Building end-to-end dialogue systems using generative hierarchical neural network models

Building end-to-end dialogue systems using generative hierarchical neural network models Serban et al. AAAI 2016

After reading a few of these papers on generative non-goal driven dialogue systems, I’ve ended up both impressed at the early results and the direction they point in, as well as somewhat underwhelmed at the potential for this technology to be used in real-world applications in the short-term. I’m sure most startups will be building goal-driven chatbots rather than non-goal driven conversationalists anyway. Perhaps blending the two will give the most natural feeling conversation in a goal-driven context in time.

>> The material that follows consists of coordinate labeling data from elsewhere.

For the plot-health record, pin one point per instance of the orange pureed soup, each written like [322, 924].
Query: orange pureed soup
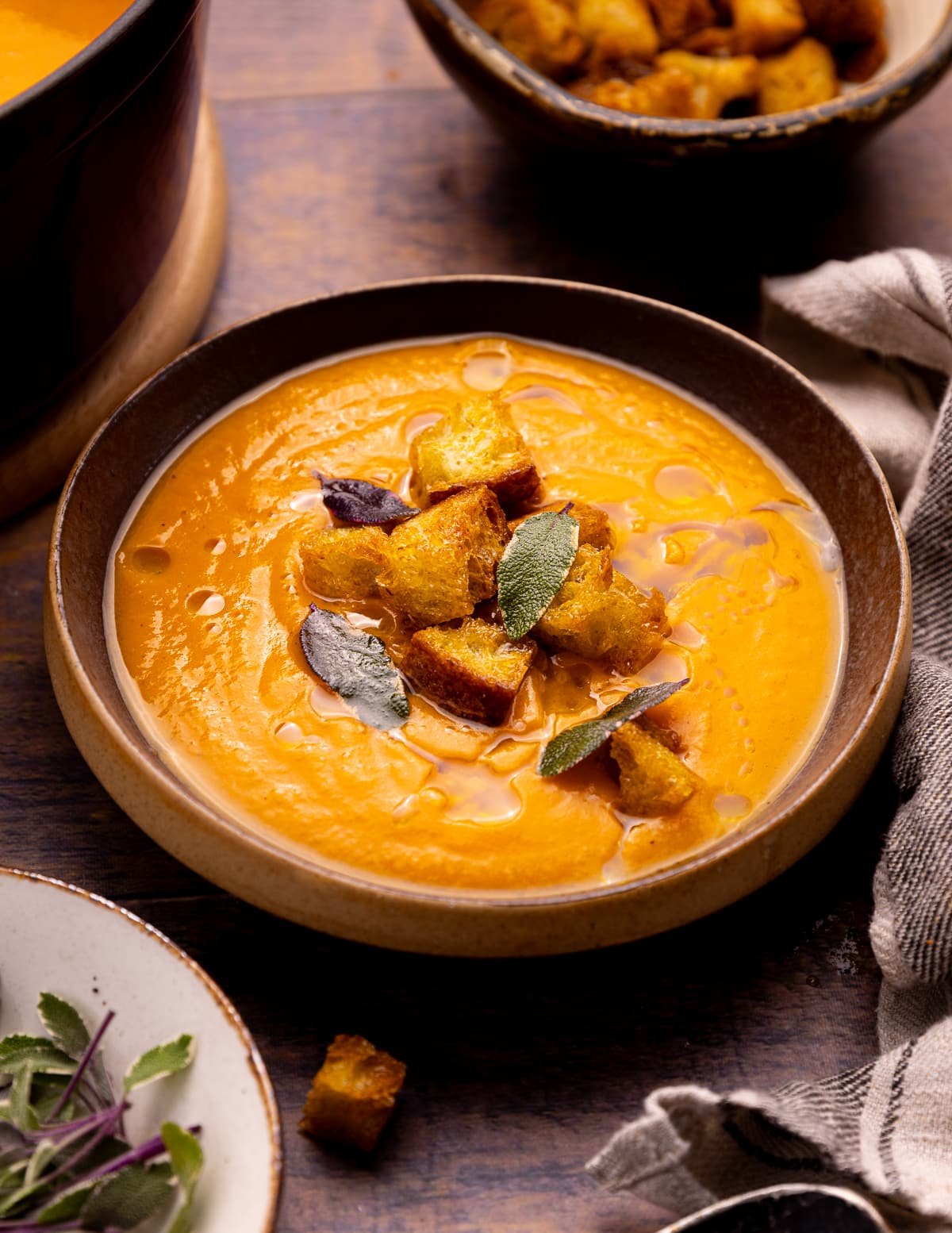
[207, 600]
[38, 36]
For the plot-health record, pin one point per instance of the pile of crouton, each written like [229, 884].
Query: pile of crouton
[694, 60]
[437, 574]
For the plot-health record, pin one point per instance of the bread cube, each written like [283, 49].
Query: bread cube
[678, 19]
[858, 62]
[543, 33]
[670, 93]
[618, 30]
[353, 1094]
[716, 82]
[443, 563]
[342, 563]
[800, 78]
[476, 443]
[601, 614]
[654, 778]
[845, 21]
[593, 523]
[765, 26]
[474, 670]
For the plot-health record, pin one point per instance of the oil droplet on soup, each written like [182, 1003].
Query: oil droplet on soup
[745, 563]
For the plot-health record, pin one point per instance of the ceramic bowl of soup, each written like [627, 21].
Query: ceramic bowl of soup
[738, 547]
[539, 113]
[99, 102]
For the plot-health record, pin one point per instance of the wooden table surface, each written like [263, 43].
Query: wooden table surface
[351, 159]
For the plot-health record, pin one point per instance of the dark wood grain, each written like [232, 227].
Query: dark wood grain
[351, 163]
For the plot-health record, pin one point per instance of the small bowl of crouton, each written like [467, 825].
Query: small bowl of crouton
[665, 82]
[480, 616]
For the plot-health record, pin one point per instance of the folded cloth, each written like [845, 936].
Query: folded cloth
[854, 328]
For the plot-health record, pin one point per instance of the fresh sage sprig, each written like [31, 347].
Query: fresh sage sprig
[355, 666]
[66, 1163]
[574, 743]
[358, 501]
[534, 567]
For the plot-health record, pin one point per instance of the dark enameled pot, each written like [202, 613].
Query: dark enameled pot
[94, 164]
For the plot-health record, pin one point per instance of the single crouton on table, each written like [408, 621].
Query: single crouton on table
[845, 21]
[716, 82]
[474, 671]
[443, 563]
[353, 1094]
[476, 443]
[616, 30]
[670, 93]
[800, 78]
[343, 563]
[601, 614]
[544, 33]
[654, 778]
[595, 527]
[765, 26]
[678, 19]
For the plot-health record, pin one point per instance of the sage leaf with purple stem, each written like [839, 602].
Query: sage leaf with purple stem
[534, 567]
[574, 743]
[64, 1159]
[355, 666]
[358, 501]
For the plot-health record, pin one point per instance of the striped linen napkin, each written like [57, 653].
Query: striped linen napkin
[863, 331]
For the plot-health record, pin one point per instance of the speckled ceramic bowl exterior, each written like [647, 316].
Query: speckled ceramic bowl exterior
[534, 111]
[750, 385]
[100, 957]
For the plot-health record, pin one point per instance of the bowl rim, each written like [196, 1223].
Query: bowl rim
[166, 783]
[517, 75]
[225, 1004]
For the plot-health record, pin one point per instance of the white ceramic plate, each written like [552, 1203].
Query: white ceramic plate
[100, 957]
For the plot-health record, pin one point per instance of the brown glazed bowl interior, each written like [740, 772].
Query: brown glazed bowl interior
[754, 387]
[538, 113]
[94, 166]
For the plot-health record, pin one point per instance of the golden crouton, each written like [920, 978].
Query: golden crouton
[618, 30]
[540, 33]
[800, 78]
[845, 21]
[678, 19]
[765, 26]
[443, 563]
[716, 82]
[474, 671]
[353, 1094]
[593, 524]
[342, 563]
[670, 93]
[476, 443]
[603, 616]
[858, 62]
[654, 778]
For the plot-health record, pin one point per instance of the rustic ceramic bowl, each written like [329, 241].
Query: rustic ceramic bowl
[94, 166]
[99, 957]
[756, 389]
[536, 113]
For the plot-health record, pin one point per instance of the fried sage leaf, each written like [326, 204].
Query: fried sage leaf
[358, 501]
[355, 666]
[534, 567]
[570, 746]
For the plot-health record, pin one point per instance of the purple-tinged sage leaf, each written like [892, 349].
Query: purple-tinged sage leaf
[367, 505]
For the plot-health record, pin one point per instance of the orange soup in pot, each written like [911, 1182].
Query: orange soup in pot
[696, 527]
[38, 36]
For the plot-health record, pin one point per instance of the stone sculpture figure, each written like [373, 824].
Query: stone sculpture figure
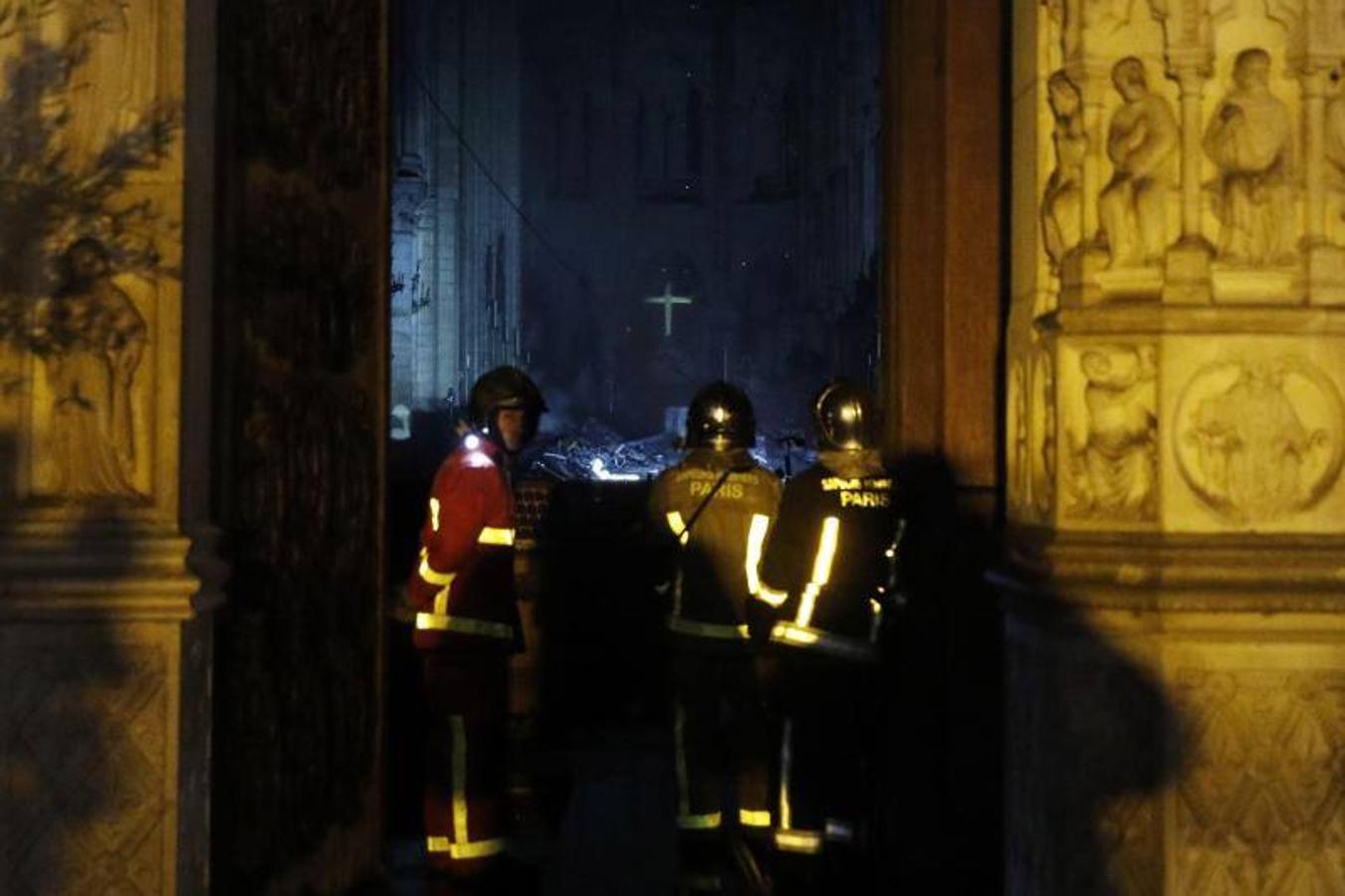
[1249, 137]
[1142, 144]
[92, 339]
[1114, 468]
[1062, 198]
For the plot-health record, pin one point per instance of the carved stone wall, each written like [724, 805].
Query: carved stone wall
[1176, 326]
[300, 332]
[103, 777]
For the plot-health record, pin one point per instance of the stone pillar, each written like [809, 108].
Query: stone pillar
[107, 570]
[1175, 616]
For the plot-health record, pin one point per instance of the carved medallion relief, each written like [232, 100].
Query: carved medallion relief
[1259, 439]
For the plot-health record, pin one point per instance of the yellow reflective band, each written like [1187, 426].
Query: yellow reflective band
[678, 527]
[708, 630]
[480, 849]
[839, 831]
[820, 567]
[756, 539]
[441, 622]
[429, 574]
[771, 594]
[708, 821]
[823, 642]
[460, 834]
[797, 841]
[493, 536]
[759, 818]
[785, 631]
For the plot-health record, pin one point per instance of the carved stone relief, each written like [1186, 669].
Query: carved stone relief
[1259, 810]
[1112, 454]
[1251, 141]
[1259, 439]
[84, 751]
[1061, 203]
[84, 246]
[1142, 142]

There’s one counterpoint to this opinion, which is Microsoft’s Xiaoice. In Xiaoice, Microsoft have managed to create a general conversational chatbot with the personality of a 17-year old girl and over 40 million registered users. Over tens of millions of conversations, Xiaoice averages 23-turn chats (whereas most AI personal assistants manage 1.5-2.5 turns).

From Nicky Cappella’s article in The Stack:

Traditionally, users have come to expect machines to focus on task completion, but Xiaoice focuses on the conversation itself. She memorizes and tracks users emotional states, and even offers a 33-day breakup therapy course for people having relationship problems. In December, Xiaoice even got a job in media, becoming a trainee anchor and reporting the weather on live TV on the Chinese program ‘Morning News’.

How does Xiaoice manage to be so good and so engaging, when the sample dialogues in the (2015 and 2016) papers we’ve been looking at don’t seem to reach anything like that level? (Some users have taken over 10 minutes to realise they are not communicating with a program). I searched Google Scholar and Semantic Scholar and Microsoft Research looking for Xiaoice papers but couldn’t find anything (if anybody knows of papers discussing how Xiaoice works, please let me know). One clue lies in the amount of data that Microsoft have access to for training Xiaoice: “Xiaoice… is essentially a big data project built on Microsoft’s Bing search engine.” And since Xiaoice is engaging with so many users in so many conversations, it (she?) just keeps on improving:

As of August 2015, 26 percent of data in Xiaoice’s core chat software derives from her conversations with humans, leading Microsoft to conclude she has entered a self-learning and self-growing loop. “Xiaoice, by and large in terms of development of artificial intelligence, is already a huge milestone,” said Dr. Hsiao-Wuen Hon, who leads the project at Microsoft.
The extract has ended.